Roth’da ciltli mi acaba?
Dante ne oldu bizim, direniyorum Oğlak’tan almamak için bak 
Roth’da ciltli mi acaba?
Dante ne oldu bizim, direniyorum Oğlak’tan almamak için bak 
Sorayım her ikisini de.
Decameron’u okumak istememe rağmen erotik bir kapağı olduğu için alıp okumamıştım, eğer Alfa normal bir kapakla basarsa alıp okurum.
Decameron’un aynı çeviri ile Alfa’dan çıkması gibi bir durum mu var. Öyleyse ben kaçırmışım, iyi olur bence.
Aynı çeviri değil yalnız. Oğlak’taki baskıyı Rekin Teksoy çevirmişti, buradaki çeviri Nevin Yeni’ye ait.

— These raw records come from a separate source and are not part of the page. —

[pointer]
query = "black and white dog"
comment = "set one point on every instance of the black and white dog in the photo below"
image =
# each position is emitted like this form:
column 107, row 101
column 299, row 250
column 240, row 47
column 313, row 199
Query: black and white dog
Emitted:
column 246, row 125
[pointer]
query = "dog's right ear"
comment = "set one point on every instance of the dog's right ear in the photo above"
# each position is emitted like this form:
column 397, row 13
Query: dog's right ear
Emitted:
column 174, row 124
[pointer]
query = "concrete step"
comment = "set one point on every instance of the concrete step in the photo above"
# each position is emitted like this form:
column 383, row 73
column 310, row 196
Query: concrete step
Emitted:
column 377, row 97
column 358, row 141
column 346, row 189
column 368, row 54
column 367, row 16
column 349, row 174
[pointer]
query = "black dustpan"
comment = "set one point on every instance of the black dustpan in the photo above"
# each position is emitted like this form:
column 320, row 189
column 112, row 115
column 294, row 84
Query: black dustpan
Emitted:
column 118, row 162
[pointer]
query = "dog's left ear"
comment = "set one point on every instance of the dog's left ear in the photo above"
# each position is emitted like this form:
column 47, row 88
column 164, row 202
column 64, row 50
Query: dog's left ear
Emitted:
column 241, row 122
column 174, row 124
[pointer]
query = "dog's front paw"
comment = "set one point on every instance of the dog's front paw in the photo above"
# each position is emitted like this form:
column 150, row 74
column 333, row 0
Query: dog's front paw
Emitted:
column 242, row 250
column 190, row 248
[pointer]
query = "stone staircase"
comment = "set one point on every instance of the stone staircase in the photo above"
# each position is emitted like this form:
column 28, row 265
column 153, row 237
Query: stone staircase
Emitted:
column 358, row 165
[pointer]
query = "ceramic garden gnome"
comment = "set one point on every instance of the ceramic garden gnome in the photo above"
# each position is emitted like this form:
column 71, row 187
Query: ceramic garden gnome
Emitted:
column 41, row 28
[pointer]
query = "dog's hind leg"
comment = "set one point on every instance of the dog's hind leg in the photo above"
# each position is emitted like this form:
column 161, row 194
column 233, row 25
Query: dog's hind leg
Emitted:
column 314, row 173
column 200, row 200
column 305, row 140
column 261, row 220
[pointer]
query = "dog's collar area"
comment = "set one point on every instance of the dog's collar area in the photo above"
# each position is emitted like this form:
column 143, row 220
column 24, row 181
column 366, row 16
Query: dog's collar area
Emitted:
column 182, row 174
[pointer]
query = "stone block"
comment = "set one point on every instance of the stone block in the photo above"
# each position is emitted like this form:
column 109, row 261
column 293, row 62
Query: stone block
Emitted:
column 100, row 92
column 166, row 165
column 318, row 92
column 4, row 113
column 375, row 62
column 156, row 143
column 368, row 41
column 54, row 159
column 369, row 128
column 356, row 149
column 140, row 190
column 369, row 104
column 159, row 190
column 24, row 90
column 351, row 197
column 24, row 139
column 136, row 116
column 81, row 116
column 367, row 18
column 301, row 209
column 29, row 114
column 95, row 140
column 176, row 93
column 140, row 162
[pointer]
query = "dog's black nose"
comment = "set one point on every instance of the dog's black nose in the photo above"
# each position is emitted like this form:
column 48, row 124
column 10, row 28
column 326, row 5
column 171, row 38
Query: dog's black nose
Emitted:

Ben görseli okumamışım teşekkürler. Rekin Teksoy çevirisi epey övülen ünlü bir çeviri olduğu için aynı çeviri ile mi çıkacak acaba dedim. Bu hali ile Oğlak önde benim için.
Rekin Teksoy’un İlahi Komedya çevirisi çok güzeldi. Decameron’un da aynı güzellikte olduğuna eminim. Bu konuda 1. tercih kesinlikle Oğlak Yayınları olmalı.
(O değil de, o kadar sattılar bu kitaplardan, hazır bu konuda tekelken bir ciltli baskı yapmadılar.)
Sizin de övmeniz bir artı daha ekliyor hanesine.
Oğlak yayınlarının baskısı için haklısınız, ciltli baskı isteyen kitaplar bunlar. Birde normal kitap ebatları da çok değişik cep kitap gibi. Geçenlerde Alfa’nın bastığı Üç silahşörler’in eski Oğlak yayınları baskısına denk geldim ve iyi ki böyle kalmamış diye kendi kendime sevindim.
Ciltli olması veya kitap boyutu gibi takıntıları olmayanlar için şu anda alternatifsiz baskılar. Sadece çevirisi değil, dipnotları bile ne kadar emek verildiğinin ispatı.
Kapağı öyle diye almamışsan bunu da alma bence 
Kitabın içeriğini filan biliyorum, benim açımdan bir sıkıntısı yok kitabın, ama bu kitabı ne ev dışında okuyabilirim ne de evdeki birisi kitabı görse bir açıklama yapabilirim.
Güzel kapakmış 
Ben çocukken kitaplarımıza gazete kağıdından cilt yapardık hem yıpranmasın hem de kimse ne okuduğumuzu görmesin diye. Bu kapak için de öyle bir çözüm üretilebilir.
Kapak için böyle şömiz tarzı şeyler satılıyor öyle bir şeye takılıp okunabilir.
Ailemle birlikte yaşadığım için bu tarz kitapları okumayı ertelemem gerekiyor, bu kitap HAY’dan çıksaydı garanti alıp okurdum. Bir de yazar adı veya kitap adından dolayı okuyamadığım kitaplar var: Marx, Darwin, Nazım Hikmet, Aziz Nesin gibi yazarlarla birlikte Nietzsche’nin Putların Alacakaranlığı, Grange’in Şeytan Yemini gibi kitapları da aynı nedenden dolayı okuyamıyorum. Ya telefondan okuyacağım ya da sizin yöntemi uygulayacağım; ama sizin yöntem için de şöyle bir sıkıntı var, bazı kitapların her sayfasında kitabın ve yazarın adı yazıyor.
Gören olursa ilkyardım kitabı Heimlich manevrası yapıyor dersin 
@alper dediğine ek kitap kılıfları satılıyor onlardan da alabilirsin 
Telefondan oku veya kitapları kitaplığım arka taraflarında veya gardırop vb içine saklayabilirsin.
Bizimkiler kitaplarımla pek ilgilenmiyorlar ve zaten bu yazarları duymamışlardır bile, sadece tanrı, şeytan, put ve Decameron’un gibi kapağa sahip kitaplar sıkıntı olabilir. Ama şöyle bir sıkıntı var, bizim eve sıklıkla misafir gelir ve namaz kılmak isteyenler olursa filan veya benim odam yazın serin olduğundan dolayı ben evde yokken misafirleri ve akrabaları bu odaya alırlar. Kitaplık haliyle dikkat çekiyor ve millet meraktan inceliyor. Yukarıda yazdığım yazarların kitaplarıyla karşılanlar hemen bir etiketleme çabasına giriyorlar ve arkamızdan atıp tutuyorlar.
Kaç yaşına geldim, elime aldığım her kitaba karşı annemin tepkisi, “Canavarlı, tuhaf muhaf şeylere ara ver de biraz normal şeyler oku.”